“We want to lead the new telecommunications disruption”



Telefónica is counting the days to reveal its new direction to the market. The Spanish telecommunications group will present its new strategic plan on November 4, the foundations of which will be based on profitable mergers, the simplification of the company and cybersecurity. All of this, as its president Marc Murtra announced this Monday, will meet the objective of “lead the strong disruption of the telecommunications sector”.

“We see that there is going to be a disruption in the telecommunications market. It is difficult to know exactly when it is going to happen, because it depends on many actors. But to lead a disruption we must have a strategic framework for understanding where we are and where technologies are taking us. a plan To take advantage of this strategic framework, a team to execute that plan that operates within that strategic framework, and a follow-up“If you allow me, very clear about the execution, because if all of this does not execute the results, it is of no use, it does not work,” Murtra defended during his speech at the XXVIII National Congress of Family Business.

With the same tone that he has been using in his interventions as president of ‘teleco’, Murtra has called for European consolidation to narrow the competitive gap with the rest of the world powers. “It so happens that In China, India and the United States there are three telecommunications companies per country, while in Europe there are 38. That means that European companies invest an average of 700 million euros in technology and in the US they invest more than 20,000 million.”
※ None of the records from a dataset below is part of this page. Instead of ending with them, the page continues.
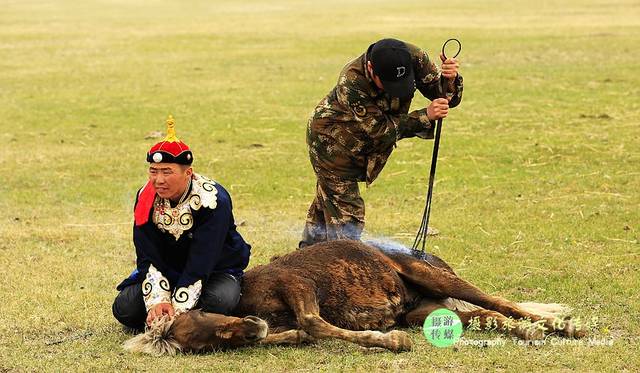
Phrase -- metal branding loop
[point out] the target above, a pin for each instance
(445, 45)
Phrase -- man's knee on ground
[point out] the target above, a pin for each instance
(128, 308)
(221, 294)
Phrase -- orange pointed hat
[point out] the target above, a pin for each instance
(171, 149)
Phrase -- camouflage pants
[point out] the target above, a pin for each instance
(336, 212)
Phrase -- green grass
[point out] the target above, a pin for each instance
(537, 187)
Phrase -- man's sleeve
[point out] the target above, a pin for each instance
(383, 129)
(428, 78)
(205, 251)
(155, 286)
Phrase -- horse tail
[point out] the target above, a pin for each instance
(157, 340)
(546, 309)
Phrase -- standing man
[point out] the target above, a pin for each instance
(189, 254)
(354, 129)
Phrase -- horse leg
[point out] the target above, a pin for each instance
(299, 294)
(440, 283)
(289, 337)
(479, 317)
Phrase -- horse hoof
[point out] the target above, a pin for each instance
(399, 341)
(570, 331)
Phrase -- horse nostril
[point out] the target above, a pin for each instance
(253, 320)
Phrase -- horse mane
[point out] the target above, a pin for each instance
(157, 339)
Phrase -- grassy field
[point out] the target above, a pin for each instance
(537, 194)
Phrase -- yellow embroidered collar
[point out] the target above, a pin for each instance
(176, 220)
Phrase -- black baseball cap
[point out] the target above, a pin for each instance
(391, 62)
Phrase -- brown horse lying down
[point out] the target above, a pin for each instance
(348, 290)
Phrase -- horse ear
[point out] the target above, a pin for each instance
(224, 334)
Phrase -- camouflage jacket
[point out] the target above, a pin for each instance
(361, 122)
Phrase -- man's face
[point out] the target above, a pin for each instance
(170, 179)
(374, 77)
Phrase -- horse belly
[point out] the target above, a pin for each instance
(364, 300)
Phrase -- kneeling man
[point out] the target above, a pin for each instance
(189, 253)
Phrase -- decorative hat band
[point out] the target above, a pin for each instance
(171, 149)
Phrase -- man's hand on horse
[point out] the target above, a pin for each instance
(449, 67)
(438, 108)
(160, 310)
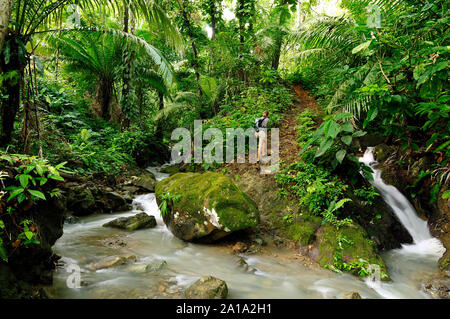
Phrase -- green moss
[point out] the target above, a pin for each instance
(444, 261)
(303, 230)
(212, 191)
(348, 249)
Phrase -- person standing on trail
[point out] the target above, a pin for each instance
(261, 133)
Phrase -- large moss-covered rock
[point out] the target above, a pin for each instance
(147, 181)
(138, 221)
(382, 152)
(80, 200)
(206, 206)
(207, 287)
(302, 230)
(350, 242)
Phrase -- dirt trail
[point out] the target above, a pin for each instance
(264, 190)
(288, 128)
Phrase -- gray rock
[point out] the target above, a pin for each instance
(351, 295)
(112, 262)
(153, 267)
(147, 181)
(138, 221)
(207, 287)
(80, 201)
(437, 289)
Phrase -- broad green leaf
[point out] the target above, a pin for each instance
(23, 179)
(373, 112)
(324, 146)
(84, 134)
(332, 130)
(3, 255)
(359, 134)
(39, 169)
(361, 47)
(56, 177)
(15, 193)
(29, 235)
(446, 194)
(340, 155)
(347, 139)
(347, 127)
(37, 194)
(340, 116)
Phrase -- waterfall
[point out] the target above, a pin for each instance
(417, 228)
(425, 249)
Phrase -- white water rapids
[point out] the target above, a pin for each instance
(87, 241)
(424, 249)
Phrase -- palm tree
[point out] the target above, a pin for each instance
(29, 17)
(99, 56)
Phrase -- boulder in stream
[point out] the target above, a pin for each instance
(207, 287)
(351, 295)
(112, 262)
(138, 221)
(154, 266)
(348, 249)
(147, 181)
(204, 207)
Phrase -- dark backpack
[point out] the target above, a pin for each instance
(258, 123)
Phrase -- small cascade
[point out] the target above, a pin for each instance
(425, 250)
(402, 208)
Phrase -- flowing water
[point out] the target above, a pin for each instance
(87, 241)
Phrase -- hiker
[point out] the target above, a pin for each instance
(261, 133)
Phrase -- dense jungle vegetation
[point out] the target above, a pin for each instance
(93, 88)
For the manager, Europe is experiencing a ‘Sputnik moment’ – in reference to the first artificial satellite that marked the beginning of the Cold War space race. “We realize that we have lost the development of great technologies of the last 20 years, “which are mainly digital technologies” he pointed out before emphasizing the regulatory problems he detects in the Old Continent. “On the one hand, we see excess regulation and on the other, we see it asymmetrical: European technology companies are subject to regulation to operate in Europe, but American or Chinese companies that operate here are not subject to those regulations,” he lamented.